In the absence of a cure or vaccine, studies into the origins, development and long-term effects of the virus will continue. Dr. Anthony Fauci, the director of the NIH's National Institute of Allergy and Infectious Diseases, says the outbreak as we knew it is over, but research must continue. "Ebola is here in the world. It hasn't gone away; there are animal reservoirs. There will be cases of Ebola likely here and in other countries, like Uganda and South Sudan," he says. Research will soon begin into which animals are vectors of the virus and what triggers animal-to-human transmission.

Bangalee Yogee is a 23-year-old Ebola survivor in Fallah's study of the long-term impact of the virus on those whose bodies it has infiltrated. In January, he wandered around his community of West Point, a hot spot of Ebola infection during the outbreak in Monrovia. He was searching for other survivors and their close contacts—intimate partners and the people who cared for them when they were sick—to enroll in the study.

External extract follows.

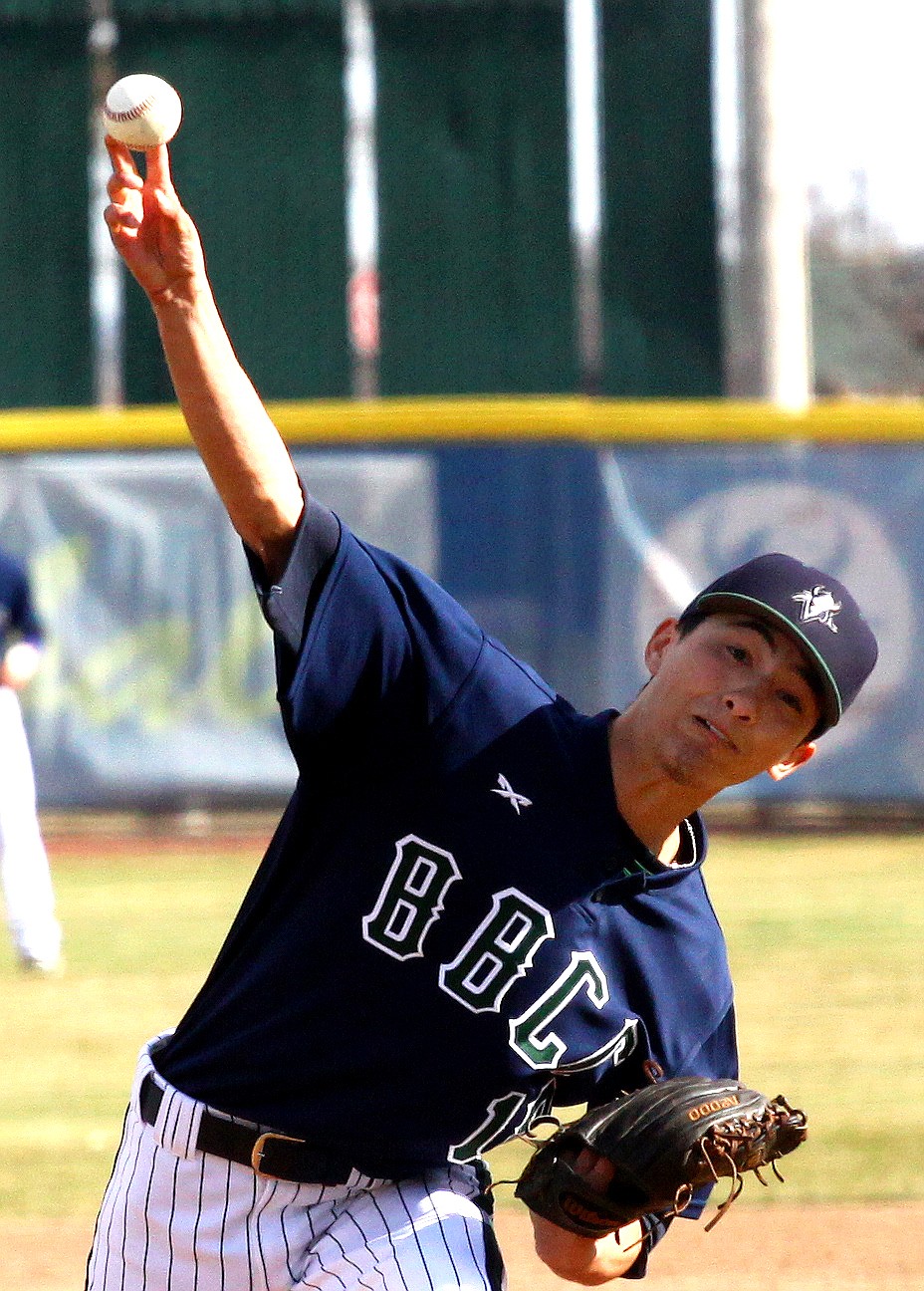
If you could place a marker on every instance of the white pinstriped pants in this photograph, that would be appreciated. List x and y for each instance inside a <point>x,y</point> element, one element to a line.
<point>174,1219</point>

Yogee told residents the researchers were looking for people who had gone to the Ebola treatment unit, so they could study the medical conditions they face as a result of their infection. Ebola survivors experience problems with their ears, eyes and bones, he said. Men experience impotence, and women have miscarriages or no longer get their periods, he added. Yogee himself suffers from back and head pain.

Piot insists the definition of a country as Ebola-free remains necessary. It can help a country and its people return to a sense of normal, he says. At the same time, he admits the presence of thousands of male survivors, coupled with reservoirs of bats that could carry the virus, makes it difficult to anticipate a final end to the epidemic. "It will happen again, that is unavoidable—but hopefully not on the same scale," says Piot. "The key lesson is to act early."

Back in Popo Beach, Sieh said she has heard the announcements of the end of Ebola again and again. And for her, the worst of the epidemic has passed, and the flare-ups in other communities are not cause for alarm. But the memory of the sudden deaths of her neighbors remains, she said. "We pray that it doesn't happen again."